Recidivism was found to be related to demographic, psychological and socio- economic elements. The major criminal offences were theft and rape. Unemployment and lack of family support were important levers in reoffending among respondents. It is imperative that Zimbabwe Prisons and Correctional Services make a collaborative effort with external partners in the rehabilitation and re-integration process. This partnership would foster design and implementation sustainable rehabilitation programmes that promote employability post incarceration or empower ex-prisoners to initiate viable projects.

7. Implications of the Study

Responsible authorities need to look for ways of breaking crime cycle. There is also need to identify and address root causes of crime together with media, faith based organizations (FBOs), Nongovernmental organizations (NGOs), criminal justice system, victims and offenders to be involved in rehabilitation and re-in- tegration.

Policy makers should ensure there are programs for habitual offenders in prisons. Also the prison system should involve family members in rehabilitation and re-integration of offenders. Community corrections should also be revived because the inmate would have originated from the community and at the end of his term returns to the same community.

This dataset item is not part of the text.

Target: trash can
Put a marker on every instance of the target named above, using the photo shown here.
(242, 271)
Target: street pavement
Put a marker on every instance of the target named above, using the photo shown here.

Specialist staff in the area of mental health (psychologists, psychiatrists, psychiatric nurses, occupational therapist and social workers) should be enrolled into the prison system, because a multidisciplinary approach will assist inmates with psychological challenges.

8. Limitations of the Study

The study was conducted at only one prison which is a prison for male inmates only. The study had a minimum sample size of thirty respondents. Results can therefore not be generalized beyond the study context. The research would need to be replicated using a wider sample and more robust quantitative and qualitative methods to have a broader perspective of both the magnitude of the problem towards developing a context specific way forward for the prison system in Zimbabwe.

Conflicts of Interest

The authors declare no conflicts of interest.